Builds on New York's efforts to protect residential & commercial tenants from eviction amid pandemic
Gov. Andrew Cuomo on Tuesday signed an executive order extending the state's moratorium on COVID-19-related commercial evictions and foreclosures through Jan. 1, 2020. This measure extends protections already in place for commercial tenants and mortgagors in recognition of the financial toll the pandemic has taken on business owners, including retail establishments and restaurants. The extension of this protection gives commercial tenants and mortgagors additional time to get back on their feet and catch up on rent or their mortgage, or to renegotiate their lease terms to avoid foreclosure moving forward.
"The health and economic impacts of this pandemic have been devastating, and we are continuing to do everything we can to support people who are suffering," Cuomo said. "We are going to extend the commercial eviction and foreclosure moratorium through Jan. 1. That will now align with our residential eviction moratorium so they are both extended to the same date."
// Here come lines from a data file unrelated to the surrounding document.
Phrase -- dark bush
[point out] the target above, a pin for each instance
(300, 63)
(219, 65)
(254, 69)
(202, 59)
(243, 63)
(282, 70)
Cuomo first announced a state moratorium on residential and commercial evictions on March 20 for a period of 90 days to ensure no tenant was evicted during the height of the public health emergency. The commercial eviction and foreclosure moratorium was extended through Aug. 20, Sept. 20 and Oct. 20 by executive order. The governor signed the Tenant Safe Harbor Act on June 30, which became effective immediately and extended the eviction moratorium for tenants until the emergency expires. Additionally, Cuomo signed legislation to provide financial assistance to residential renters to provide relief during the public health emergency. Cuomo also has provided additional protections for residential renters from charges for late payment of rent, and allowed tenants to use security deposits to pay rent for residential tenants by executive order.